I stopped regularly attending church the Sunday after Easter in 2009. I had tried diligently to find a church community to invest in after graduating from seminary in May 2008. My partner and I moved to a new city that summer, but finding a new church community after working in one I loved dearly was proving difficult. The summer of 2008 also marked a significant turning point in the life of the Presbyterian Church as well. The amendment G6-0106.B was defeated at the General Assembly and the work to ratify its defeat nationwide had begun.
You see, all through seminary and during my ordination process, I was told by more than a few well-intentioned people that it was a rare possibility LGBT people would be able to be ordained in my lifetime. I am only now coming to grips with how much that prediction weighed upon my psyche. Even though I was a cradle Presbyterian, I was so scared to invest in the Presbyterian Church. I fled to a non-Presbyterian seminary, I didn’t take courses specifically required for ordination, and I didn’t complete my pastoral counseling requirement. Instead, in case it was necessary, I tried to set myself up to enter a PhD program or transfer to the United Church of Christ. I had my escape routes all planned out just in case that yawning tunnel of despair really didn’t have a light at the end.
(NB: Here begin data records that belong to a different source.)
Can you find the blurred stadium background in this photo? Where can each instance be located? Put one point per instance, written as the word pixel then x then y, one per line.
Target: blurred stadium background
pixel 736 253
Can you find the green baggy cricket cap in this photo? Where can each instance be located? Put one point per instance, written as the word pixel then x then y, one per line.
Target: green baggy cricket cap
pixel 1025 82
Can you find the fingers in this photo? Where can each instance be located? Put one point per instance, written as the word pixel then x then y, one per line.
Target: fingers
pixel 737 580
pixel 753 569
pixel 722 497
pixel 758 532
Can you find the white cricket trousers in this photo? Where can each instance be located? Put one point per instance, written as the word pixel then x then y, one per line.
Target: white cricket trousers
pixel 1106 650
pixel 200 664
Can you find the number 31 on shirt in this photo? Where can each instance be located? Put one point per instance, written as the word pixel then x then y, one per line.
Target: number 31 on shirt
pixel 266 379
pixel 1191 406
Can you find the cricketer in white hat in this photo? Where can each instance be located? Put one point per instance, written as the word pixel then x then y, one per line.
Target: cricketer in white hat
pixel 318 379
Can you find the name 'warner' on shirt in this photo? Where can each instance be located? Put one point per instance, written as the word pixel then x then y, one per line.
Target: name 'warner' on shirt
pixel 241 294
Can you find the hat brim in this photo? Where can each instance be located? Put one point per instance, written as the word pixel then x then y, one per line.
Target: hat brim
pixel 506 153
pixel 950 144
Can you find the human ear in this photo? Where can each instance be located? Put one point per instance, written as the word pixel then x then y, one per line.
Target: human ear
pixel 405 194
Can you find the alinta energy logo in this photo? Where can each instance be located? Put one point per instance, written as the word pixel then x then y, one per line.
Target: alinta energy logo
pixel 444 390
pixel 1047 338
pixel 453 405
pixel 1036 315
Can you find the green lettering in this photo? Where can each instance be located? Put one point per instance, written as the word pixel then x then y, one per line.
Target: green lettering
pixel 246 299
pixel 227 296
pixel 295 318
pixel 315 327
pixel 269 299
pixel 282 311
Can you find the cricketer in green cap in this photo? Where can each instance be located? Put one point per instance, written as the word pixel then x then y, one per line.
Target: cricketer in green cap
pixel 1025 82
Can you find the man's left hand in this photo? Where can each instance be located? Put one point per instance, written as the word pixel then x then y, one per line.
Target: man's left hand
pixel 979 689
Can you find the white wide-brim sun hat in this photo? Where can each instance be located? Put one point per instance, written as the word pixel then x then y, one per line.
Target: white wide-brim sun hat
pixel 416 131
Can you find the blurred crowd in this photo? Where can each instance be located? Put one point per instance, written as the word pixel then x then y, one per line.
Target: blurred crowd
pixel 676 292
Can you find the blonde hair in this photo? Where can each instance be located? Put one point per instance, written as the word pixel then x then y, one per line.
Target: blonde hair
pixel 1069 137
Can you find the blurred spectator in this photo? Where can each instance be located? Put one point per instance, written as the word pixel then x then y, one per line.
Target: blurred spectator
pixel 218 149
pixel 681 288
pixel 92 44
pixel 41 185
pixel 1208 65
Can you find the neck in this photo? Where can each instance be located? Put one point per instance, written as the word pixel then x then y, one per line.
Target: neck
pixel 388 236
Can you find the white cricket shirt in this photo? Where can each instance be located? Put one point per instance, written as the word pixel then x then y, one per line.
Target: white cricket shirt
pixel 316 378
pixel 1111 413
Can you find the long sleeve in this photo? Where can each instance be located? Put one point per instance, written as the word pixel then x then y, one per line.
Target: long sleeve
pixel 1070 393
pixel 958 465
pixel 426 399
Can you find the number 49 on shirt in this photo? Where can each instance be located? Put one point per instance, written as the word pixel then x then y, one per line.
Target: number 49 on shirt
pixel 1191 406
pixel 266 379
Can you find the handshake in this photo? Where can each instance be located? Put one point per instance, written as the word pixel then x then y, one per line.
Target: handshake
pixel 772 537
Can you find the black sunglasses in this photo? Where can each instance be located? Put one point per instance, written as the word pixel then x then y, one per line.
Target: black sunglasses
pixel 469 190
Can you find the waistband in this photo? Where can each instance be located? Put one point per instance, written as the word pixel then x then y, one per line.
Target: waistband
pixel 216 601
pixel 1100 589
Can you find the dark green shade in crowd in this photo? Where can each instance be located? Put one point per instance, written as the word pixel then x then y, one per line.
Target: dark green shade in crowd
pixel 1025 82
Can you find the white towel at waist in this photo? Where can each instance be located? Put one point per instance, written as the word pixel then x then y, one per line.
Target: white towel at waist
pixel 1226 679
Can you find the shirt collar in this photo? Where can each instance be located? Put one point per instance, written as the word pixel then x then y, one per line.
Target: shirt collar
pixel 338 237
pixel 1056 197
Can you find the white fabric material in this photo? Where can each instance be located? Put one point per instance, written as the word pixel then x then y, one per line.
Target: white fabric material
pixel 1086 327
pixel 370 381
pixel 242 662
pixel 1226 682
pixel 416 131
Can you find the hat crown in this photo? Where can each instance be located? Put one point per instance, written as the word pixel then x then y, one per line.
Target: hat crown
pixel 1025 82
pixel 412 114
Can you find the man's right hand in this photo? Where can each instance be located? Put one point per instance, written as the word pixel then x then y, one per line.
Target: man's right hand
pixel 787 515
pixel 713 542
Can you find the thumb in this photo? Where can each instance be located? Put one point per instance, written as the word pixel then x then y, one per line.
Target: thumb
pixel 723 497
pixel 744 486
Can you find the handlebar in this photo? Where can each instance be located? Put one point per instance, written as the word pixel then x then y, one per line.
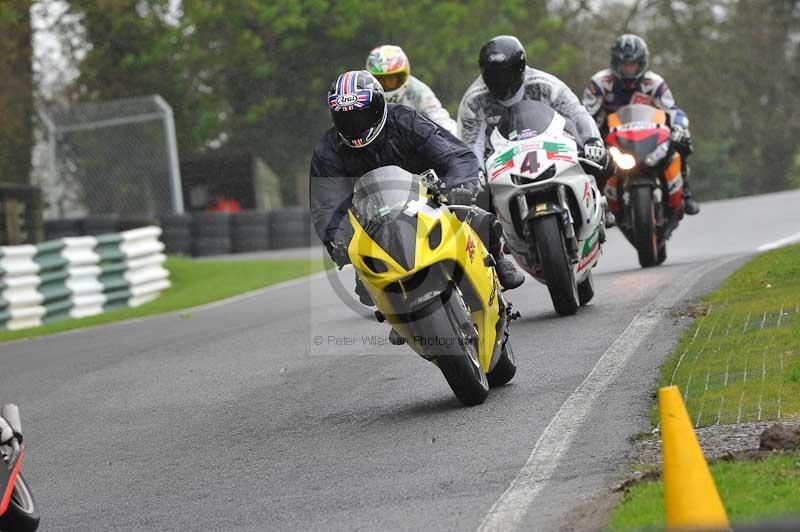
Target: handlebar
pixel 590 163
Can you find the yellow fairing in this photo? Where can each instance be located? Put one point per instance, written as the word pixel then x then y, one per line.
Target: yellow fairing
pixel 456 242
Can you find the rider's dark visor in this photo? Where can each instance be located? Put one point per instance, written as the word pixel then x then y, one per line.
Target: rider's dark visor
pixel 393 81
pixel 354 124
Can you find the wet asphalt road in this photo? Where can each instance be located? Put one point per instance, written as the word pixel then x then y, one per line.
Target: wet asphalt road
pixel 233 418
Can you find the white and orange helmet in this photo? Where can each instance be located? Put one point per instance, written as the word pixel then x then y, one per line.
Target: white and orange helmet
pixel 389 65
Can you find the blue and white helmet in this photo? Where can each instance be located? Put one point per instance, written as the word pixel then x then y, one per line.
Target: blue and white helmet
pixel 358 107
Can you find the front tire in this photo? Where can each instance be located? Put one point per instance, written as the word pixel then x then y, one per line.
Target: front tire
pixel 557 267
pixel 22 514
pixel 586 289
pixel 461 365
pixel 662 253
pixel 506 367
pixel 645 232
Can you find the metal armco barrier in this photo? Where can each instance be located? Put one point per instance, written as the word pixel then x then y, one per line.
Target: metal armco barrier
pixel 75 277
pixel 206 233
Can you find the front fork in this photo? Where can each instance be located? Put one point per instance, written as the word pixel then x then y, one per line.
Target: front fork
pixel 547 208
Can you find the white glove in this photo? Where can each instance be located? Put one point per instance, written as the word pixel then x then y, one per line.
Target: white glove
pixel 10 426
pixel 595 152
pixel 680 135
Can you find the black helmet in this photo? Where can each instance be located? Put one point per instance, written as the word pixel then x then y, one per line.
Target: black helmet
pixel 502 62
pixel 358 107
pixel 629 49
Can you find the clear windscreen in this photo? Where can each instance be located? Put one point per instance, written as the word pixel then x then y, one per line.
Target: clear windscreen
pixel 525 119
pixel 381 195
pixel 637 113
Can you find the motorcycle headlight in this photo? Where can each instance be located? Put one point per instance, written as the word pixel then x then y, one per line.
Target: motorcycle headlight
pixel 624 161
pixel 657 155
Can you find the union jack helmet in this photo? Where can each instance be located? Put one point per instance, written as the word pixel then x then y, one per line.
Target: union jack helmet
pixel 358 107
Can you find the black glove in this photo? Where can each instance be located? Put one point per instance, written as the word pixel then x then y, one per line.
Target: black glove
pixel 338 253
pixel 595 151
pixel 461 194
pixel 682 140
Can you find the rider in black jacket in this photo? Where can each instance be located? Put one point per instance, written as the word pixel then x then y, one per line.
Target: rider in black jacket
pixel 369 133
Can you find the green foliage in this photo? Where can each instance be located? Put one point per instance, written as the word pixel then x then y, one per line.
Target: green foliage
pixel 750 491
pixel 740 361
pixel 253 74
pixel 194 282
pixel 16 91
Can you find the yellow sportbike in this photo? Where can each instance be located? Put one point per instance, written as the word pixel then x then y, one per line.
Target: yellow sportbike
pixel 432 278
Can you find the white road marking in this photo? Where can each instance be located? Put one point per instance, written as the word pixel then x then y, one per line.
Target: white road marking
pixel 510 509
pixel 778 243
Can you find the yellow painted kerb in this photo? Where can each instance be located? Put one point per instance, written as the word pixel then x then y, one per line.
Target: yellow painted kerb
pixel 691 500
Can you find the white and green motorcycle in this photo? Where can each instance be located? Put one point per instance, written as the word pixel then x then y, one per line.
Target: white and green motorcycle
pixel 551 210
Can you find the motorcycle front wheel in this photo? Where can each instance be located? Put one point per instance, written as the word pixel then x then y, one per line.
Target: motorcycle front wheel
pixel 22 514
pixel 645 230
pixel 458 360
pixel 505 369
pixel 557 267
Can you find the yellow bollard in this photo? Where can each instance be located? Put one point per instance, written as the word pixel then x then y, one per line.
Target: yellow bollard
pixel 691 500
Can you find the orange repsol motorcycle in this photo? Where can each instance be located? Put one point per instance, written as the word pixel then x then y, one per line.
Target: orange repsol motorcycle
pixel 646 194
pixel 18 511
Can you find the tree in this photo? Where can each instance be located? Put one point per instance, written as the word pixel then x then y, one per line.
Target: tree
pixel 253 75
pixel 16 91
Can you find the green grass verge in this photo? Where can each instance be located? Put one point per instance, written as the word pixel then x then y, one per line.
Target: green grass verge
pixel 750 491
pixel 193 283
pixel 740 359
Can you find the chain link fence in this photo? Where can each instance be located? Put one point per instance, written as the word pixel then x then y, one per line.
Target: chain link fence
pixel 115 157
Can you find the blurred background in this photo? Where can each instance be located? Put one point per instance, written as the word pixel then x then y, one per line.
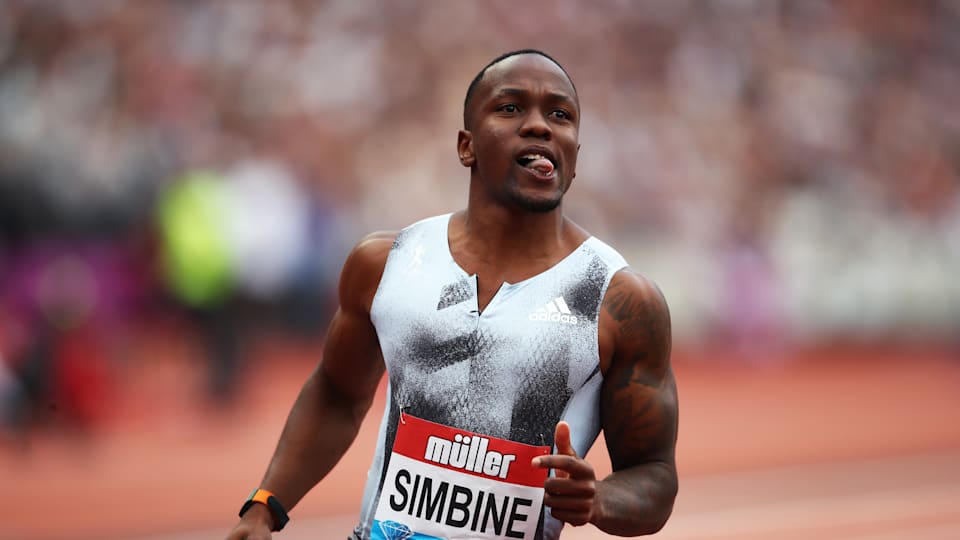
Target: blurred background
pixel 181 181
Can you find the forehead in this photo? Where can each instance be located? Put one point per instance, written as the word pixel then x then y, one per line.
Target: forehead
pixel 527 72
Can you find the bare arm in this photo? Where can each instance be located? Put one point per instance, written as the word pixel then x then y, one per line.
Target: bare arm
pixel 638 410
pixel 327 414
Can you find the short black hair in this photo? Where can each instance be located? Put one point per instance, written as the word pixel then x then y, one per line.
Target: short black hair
pixel 479 77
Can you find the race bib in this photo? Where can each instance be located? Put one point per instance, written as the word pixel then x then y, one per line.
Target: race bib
pixel 450 483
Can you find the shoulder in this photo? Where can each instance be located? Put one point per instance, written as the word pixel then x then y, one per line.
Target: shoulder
pixel 363 269
pixel 635 321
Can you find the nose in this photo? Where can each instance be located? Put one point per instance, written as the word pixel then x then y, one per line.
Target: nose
pixel 535 125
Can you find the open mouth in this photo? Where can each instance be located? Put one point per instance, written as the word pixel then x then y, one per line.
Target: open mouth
pixel 539 163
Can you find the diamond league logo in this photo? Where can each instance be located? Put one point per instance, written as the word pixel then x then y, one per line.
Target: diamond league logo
pixel 395 531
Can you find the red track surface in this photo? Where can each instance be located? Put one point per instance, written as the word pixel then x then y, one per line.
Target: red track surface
pixel 833 444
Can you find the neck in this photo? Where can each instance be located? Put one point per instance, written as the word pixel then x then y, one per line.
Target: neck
pixel 509 233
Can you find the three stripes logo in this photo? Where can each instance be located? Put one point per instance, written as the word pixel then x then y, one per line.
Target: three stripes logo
pixel 556 310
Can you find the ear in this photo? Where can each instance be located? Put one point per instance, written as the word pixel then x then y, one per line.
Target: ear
pixel 578 155
pixel 465 148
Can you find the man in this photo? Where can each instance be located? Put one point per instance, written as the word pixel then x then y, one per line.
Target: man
pixel 506 332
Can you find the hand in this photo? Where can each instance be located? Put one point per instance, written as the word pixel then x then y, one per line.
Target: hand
pixel 254 525
pixel 571 492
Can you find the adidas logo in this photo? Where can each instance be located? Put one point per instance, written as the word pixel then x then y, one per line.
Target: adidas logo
pixel 555 311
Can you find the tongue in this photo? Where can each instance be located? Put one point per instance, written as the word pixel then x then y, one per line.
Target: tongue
pixel 542 165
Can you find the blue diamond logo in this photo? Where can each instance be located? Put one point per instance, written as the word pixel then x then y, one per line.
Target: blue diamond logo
pixel 395 531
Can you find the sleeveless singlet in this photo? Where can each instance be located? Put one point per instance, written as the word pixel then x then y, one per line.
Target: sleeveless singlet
pixel 529 360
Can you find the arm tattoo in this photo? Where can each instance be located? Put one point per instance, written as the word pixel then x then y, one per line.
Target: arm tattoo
pixel 638 403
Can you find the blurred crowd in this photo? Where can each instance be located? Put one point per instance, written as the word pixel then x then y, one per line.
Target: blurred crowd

Yet there was something else. I stayed committed to my Presbyterian ordination process. I was stalled out as an inquirer with no real hope of moving forward, but I couldn’t shake the sense that I needed to stay despite the uncertainty of the law ever changing.
A few weeks before Advent in 2008, I started attending a local PC(USA) church in my new community. It was shortly after my hometown Presbytery made a miraculous flip from affirming restrictions against LGBT ordination to voting against them. This was a huge victory, and filled with something like hope, I went back to church. However, during Lent slowly the hope started to go away as 40 days wore on. By Easter it was clear: discrimination would stay in the Book of Order. Hope had died and I didn’t know how it would be resurrected again. The Sunday after Easter 2009 marked my last at that local church. My heart had become like a stone I didn’t know how to roll away.
In the nearly three years since, I have been on a journey myself. Having hit a spiritual and personal rock bottom, I did everything but follow my personal and professional calling. It took me three years to follow the star in the East back to myself. I started by working for the 10A ratification campaign to help the church to reflect God’s heart, and then undertaking this gender transition to help change me to reflect God’s calling for my life.
It is fitting that Epiphany this past Sunday was the first time I returned to that local PC(USA) congregation I briefly attended three years ago. Before I walked in, I prayed to God to soften my heart, which had been hardened by the despair and disappointment over the past seven years during my ordination process. I prayed because I wanted to be ready to love and accept a new church family again.
During the passing of the peace, the minister of the congregation walked among the throngs of people hugging and greeting one another to my pew towards the back of the sanctuary. He clasped my hand in his and told me, “Welcome back, Alex.”